Is Hail Impact Damage to Shingles Immediately Noticeable? (Encore – Updated)
It is claimed by some that damage from hail impact may cause a gradual loss of granules that can result in premature aging of the shingles over time. They further say that without visible damage, there is no real way to be sure how much damage shingles have encountered and that damage may not be apparent until months or years later. We disagree.
Hail damage is immediately detectable by one who is properly trained and experienced in the identification of hail damage. Industry studies and publications independent of those with a vested financial interest, such as shingle manufactures and individual roofers, have defined functional hail damage to asphalt shingle roofs as a diminution of the water shedding ability of the shingle or the reduction in the long-term service life of the shingle.

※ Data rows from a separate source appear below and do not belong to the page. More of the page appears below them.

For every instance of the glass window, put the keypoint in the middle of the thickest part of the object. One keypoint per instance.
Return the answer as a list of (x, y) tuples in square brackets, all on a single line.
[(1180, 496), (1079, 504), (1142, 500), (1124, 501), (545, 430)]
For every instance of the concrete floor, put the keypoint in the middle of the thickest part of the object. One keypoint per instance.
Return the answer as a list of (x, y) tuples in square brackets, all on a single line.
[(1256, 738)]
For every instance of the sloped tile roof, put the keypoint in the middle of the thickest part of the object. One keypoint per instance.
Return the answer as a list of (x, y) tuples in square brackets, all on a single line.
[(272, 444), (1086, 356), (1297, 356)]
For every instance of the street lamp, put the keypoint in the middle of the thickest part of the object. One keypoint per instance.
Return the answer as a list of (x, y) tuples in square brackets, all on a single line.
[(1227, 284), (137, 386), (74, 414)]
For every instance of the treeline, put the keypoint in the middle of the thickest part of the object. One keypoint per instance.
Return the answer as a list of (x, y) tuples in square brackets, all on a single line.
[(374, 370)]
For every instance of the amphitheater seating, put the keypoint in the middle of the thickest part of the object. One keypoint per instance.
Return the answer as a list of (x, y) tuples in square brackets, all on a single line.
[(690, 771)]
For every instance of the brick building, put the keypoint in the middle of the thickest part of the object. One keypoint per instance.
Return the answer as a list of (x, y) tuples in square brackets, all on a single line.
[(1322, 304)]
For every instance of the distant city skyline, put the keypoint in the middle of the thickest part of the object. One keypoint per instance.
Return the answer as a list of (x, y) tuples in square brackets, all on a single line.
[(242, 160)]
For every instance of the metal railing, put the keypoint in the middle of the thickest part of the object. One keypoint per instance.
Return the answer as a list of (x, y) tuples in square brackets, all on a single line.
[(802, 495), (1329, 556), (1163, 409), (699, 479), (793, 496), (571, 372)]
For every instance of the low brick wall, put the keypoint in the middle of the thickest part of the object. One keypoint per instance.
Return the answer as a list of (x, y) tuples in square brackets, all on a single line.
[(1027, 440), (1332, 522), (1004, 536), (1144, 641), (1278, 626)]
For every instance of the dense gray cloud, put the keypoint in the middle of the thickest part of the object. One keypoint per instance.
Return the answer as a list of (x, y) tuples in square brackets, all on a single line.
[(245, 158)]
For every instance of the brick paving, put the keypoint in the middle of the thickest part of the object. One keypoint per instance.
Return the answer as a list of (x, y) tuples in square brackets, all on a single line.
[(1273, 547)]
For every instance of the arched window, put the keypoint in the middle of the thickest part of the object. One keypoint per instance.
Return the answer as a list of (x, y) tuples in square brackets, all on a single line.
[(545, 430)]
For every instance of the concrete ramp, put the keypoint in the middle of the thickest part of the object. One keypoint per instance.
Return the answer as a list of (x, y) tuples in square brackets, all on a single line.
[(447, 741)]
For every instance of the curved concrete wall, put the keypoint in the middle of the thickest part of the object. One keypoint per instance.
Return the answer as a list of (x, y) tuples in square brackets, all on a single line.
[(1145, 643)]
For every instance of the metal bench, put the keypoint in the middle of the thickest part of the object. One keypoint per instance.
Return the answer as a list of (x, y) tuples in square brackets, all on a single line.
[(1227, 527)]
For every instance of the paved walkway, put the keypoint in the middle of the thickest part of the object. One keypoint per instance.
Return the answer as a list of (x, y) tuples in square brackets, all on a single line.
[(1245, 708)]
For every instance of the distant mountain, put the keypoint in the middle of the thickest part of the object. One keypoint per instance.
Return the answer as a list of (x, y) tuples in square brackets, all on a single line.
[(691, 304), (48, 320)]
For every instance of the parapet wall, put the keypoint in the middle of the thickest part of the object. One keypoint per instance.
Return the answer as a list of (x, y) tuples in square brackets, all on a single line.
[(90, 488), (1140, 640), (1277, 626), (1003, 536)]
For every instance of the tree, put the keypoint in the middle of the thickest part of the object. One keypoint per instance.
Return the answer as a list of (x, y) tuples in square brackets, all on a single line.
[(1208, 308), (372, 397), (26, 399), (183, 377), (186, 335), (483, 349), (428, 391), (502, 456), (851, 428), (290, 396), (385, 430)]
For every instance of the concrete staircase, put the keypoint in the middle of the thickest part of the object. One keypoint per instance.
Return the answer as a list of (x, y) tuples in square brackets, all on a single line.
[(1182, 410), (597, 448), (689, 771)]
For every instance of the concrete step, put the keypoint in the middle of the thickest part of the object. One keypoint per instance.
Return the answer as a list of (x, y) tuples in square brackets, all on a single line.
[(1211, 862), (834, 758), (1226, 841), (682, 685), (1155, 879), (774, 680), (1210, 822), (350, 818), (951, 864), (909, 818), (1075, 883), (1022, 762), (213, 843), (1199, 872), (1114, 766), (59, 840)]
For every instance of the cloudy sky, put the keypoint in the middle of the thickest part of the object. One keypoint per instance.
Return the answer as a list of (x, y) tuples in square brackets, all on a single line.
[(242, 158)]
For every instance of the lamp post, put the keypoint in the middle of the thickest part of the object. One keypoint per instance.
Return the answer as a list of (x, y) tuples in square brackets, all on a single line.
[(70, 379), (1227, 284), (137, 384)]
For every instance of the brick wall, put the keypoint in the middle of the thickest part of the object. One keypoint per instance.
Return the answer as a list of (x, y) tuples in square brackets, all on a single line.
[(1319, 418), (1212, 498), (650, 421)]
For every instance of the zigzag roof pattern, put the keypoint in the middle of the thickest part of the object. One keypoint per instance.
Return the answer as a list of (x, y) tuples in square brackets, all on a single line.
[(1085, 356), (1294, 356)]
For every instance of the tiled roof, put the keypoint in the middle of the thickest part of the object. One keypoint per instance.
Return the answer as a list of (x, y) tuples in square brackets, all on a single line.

This definition is based upon many years of research and testing and has been published in peer-reviewed literature.
Functional hail damage to asphalt shingle roofs is characterized by a concentrated loss of granules, usually somewhat circular in shape and accompanied by a fracture in the shingle mat or a bruise in the shingle mat. A bruise feels soft when it is pressed on due to the internal fracturing of the mat. The feel of a bruise is similar to the feel of a bruise through the skin of an apple. Industry studies have shown that softness at a spot in the mat is indicative of a fracture on the bottom side of the shingle or within the mat.
During our years of evaluating shingle damage, we have observed and considered in our evaluations and rendered professional opinions regarding a third type of hail damage that would not be considered functional, but probably aesthetic. This less severe hail damage to shingles is where there is a somewhat circular concentration of granule loss that exposes a conspicuous area of the asphalt surface. There is no fracture and there is no bruise, but merely exposed asphalt. This is not considered functional hail damage by industry definition, but is damage none the less. Even some courts have ruled this as damages.
However, we emphasize here that the mere loss of granules, is not considered damage, especially the gradual loss of granules over time. Granule loss may be evidenced by granules in the gutter or a widespread and relatively uniform loss of granules on the shingles. These conditions are better explained by other causes that are considered normal wear and tear or premature aging. Granules are commonly dislodged and are expected to be dislodged when the shingles are exposed to heavy rainfall, wind, small hail impacts, and normal foot traffic. Those who propose that granule loss from hail impact can appear days, weeks, months, and even years after the hail storm and result in premature aging have confused normal wear and tear for hail damage.
Shingle manufacturers sometimes promote this proposition saying that there is no way to be sure of the long term effects of hail impacts. Acceptance of this proposition by the shingle manufacturers allows them to consider nearly all shingle material warrantees to be void after a roof has been exposed to impacts by any sized hail. This would be nearly every roof. We have seen some manufacturer’s go above and beyond their responsibility with regard to warrantee coverage of product defects, however, it is our opinion that this proposition sometimes allows a convenient way of avoiding responsibility for product defects or poor quality shingles.